Hemophilia is probably the more well known bleeding disorder. Hemophilia is considered a rare disorder, but it affects 1 in 5000 male births—it is carried on the X chromosome, which means boys are more likely to get hemophilia than girls.  There are different types of hemophilia (that is, the cause of the hemophilia), and it can range from mild to severe based on the levels of certain blood clotting factors present.
Symptoms of Hemophilia 
- Bleeding lasts longer—people do not bleed faster, but they have more difficulty clotting blood; this means they do lose more blood over a greater amount of time.
- Nose bleeds may happen for no reason
- Bleeding may stop and re-start unexpectedly
- Bruises and hemotomas (“blood bruises”) may occur frequently. Bruises may be large. Bruises may be unexplained.
- Blood may be present in the urine or stool
- Dental bleeding (ie, lost tooth or dental work) may take longer to stop)
- For women, menstrual periods may be very heavy or last a long time.
Hemophilia is treated by infusions or injections of factors that are deficient (low) in the blood. The type of factor replacement will depend on the type of hemophilia a person has.
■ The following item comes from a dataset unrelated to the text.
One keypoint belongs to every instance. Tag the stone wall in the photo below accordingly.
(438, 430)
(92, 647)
What is von Willebrand Disease?
In 2013, I was evaluated for a bleeding disorder, specifically von Willebrand disease. Fortunately, in my own situation, I was instead determined to have a uterine fibroid causing my excessive menstrual bleeding. However, this is a common symptom of von Willebrand disease in women, and I am fortunate that an attentive emergency room physician chose to refer me to be evaluated during my first blood transfusion in 2013, to rule this out—the doctor had two sons with hemophilia, so I feel we were meant to cross paths that night! The test was a simple blood test (by which I mean I think they took about 10 vials of blood even in light of my anemic state!)
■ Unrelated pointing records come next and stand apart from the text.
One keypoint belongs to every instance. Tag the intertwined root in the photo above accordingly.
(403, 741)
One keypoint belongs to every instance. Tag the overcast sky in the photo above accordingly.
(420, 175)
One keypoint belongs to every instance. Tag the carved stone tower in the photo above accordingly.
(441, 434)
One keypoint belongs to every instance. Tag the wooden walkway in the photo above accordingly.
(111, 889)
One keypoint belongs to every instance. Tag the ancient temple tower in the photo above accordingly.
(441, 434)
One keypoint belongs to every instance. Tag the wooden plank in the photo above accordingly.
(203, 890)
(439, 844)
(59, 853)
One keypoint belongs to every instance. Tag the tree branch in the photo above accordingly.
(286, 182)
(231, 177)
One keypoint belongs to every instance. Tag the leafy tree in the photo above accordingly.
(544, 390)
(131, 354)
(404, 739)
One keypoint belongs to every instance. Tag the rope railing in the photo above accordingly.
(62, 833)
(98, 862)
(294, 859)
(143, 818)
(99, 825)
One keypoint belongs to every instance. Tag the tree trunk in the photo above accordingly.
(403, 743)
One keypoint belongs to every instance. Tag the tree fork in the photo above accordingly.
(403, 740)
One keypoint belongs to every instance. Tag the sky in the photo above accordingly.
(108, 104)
Von Willebrand Disease occurs equally in women and men. Like hemophilia, VWD varies in severity based on how much von Willebrand factor is present in a person’s blood. It can be mild to severe, and the symptoms are the same as in hemophilia, and caused by the inability of the body to create a “platelet plug” to stop bleeding.  Some VWD patients are treated with factor concentrate infusions similar to hemophilia, and/or these treatments may be used prior to surgery to decrease bleeding time , while others are treated with a special nasal spray that prompts the body to release more von Wllebrand factor.  For women, hormonal contraceptives may be used to decrease menstrual bleeding,  as well, other medications are used to help blood clot, usually as well before surgical procedures. 
Should people with Bleeding Disorders wear medical ID?
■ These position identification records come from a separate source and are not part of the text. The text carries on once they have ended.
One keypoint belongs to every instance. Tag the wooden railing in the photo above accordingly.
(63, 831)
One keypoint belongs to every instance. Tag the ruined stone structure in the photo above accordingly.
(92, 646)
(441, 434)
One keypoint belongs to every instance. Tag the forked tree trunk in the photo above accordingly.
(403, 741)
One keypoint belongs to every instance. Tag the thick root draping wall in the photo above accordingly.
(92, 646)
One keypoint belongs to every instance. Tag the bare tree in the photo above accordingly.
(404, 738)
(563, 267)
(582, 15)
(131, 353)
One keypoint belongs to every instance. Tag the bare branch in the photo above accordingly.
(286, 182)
Regardless of your bleeding disorder or severity, you should wear bleeding disorder medical ID, stating as much information about your type of hemophilia or von Willebrand Disease as possible. Carrying a wallet card with information about infusion treatments may be helpful. Hemophilia medical ID or von Willebrand medical jewelry are very important to ensuring you get the right treatment in an emergency, and that care is taken if emergency surgery is required. Speak with your hematologist to ensure you engrave the most appropriate information on your bleeding disorder medical ID bracelet.